Last night, my family and I went out to eat here in Dublin, OH.  We chose a place we’ve frequented a few times before, Oscar’s Restaurant and Wine Bar in “downtown” Dublin on High Street.  Oscar’s is known for having good food, wine, and service, all at a respectable price point.  Our family hasn’t really ever had a bad experience there, and to boot, I can’t recall hearing negative feedback from anyone else I know about their experience at Oscar’s either.  Thus, Oscar’s appears to be an all-around well-run restaurant that consistently delivers quality to it’s patrons.

One of the appetizers on their menu is a flash-fried oyster tostada.  A tostada, at the most basic, fundamental level, is essentially a tortilla chip with something on top of it (in this case, a fried oyster.)  I tried my first oysters last summer while on Cape Cod, and they have easily and quickly become one of my favorite things to eat.  Having a great affinity for oysters now, I inquired as to where the oysters on the tostada were from, as the summer months are generally not prime oyster season.  The waitress was not sure, so I took her up on her offer to ask the kitchen where the bi-valves hailed from.

An example of what a fried oyster tostada could look like.  This particular variation uses crisp yuca chips as opposed to tortilla and looks delicious.

An example of what a fried oyster tostada could look like. This particular variation uses crisp yuca chips as opposed to tortilla and looks delicious.

She returned, and much to my dismay, informed me that no one in the kitchen knew where the oysters had come from.  Not one person in the entire restaurant knew where they were from.
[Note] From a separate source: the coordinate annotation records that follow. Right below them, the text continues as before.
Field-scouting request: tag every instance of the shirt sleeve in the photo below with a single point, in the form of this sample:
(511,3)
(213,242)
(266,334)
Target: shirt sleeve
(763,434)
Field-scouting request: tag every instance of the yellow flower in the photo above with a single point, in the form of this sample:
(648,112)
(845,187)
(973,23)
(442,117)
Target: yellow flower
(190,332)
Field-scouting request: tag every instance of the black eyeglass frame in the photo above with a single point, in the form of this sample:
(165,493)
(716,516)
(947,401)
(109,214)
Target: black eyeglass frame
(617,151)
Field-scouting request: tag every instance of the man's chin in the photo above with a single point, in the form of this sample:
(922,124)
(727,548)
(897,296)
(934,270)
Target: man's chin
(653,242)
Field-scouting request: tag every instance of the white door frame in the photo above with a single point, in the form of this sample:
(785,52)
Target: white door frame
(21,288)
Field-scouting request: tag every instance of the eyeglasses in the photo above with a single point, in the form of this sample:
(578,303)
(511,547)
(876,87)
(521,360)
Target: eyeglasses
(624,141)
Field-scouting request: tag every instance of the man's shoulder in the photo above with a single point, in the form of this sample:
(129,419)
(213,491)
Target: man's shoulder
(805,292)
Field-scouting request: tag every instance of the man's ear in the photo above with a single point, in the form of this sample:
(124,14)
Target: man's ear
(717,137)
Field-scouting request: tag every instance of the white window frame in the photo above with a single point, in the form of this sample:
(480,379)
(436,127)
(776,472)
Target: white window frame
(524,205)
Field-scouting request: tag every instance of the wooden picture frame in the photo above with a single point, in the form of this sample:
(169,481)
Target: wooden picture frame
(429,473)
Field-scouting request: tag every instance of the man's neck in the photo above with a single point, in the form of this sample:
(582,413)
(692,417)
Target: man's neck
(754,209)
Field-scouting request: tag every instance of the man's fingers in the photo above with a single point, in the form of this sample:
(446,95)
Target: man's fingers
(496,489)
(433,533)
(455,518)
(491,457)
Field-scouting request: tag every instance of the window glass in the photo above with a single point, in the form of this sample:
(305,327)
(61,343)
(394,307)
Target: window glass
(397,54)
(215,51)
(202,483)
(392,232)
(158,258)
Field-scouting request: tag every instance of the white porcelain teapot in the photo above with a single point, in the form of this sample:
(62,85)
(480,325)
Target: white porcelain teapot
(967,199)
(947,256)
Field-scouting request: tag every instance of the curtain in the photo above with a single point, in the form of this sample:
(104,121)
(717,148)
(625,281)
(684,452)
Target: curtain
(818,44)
I have a serious problem with this, and likely won’t ever go back to Oscar’s.  In the era of sustainability and locavore-ism we’ve now entered, it is, to me, beyond inexcusable for a restaurant not to know where their product is coming from.  How can you know you’re selling a quality item if you don’t know anything about it?  Especially when it comes to seafood!  Obviously, certain parts of the country have better seafood than others, so it’s imperative to know where the product is coming from.  It’s also, in my opinion, impossible to justify the nine dollar price tag of this particular appetizer because without knowing where it’s from it’s really hard to determine how good it is, and then, consequently, it’s worth.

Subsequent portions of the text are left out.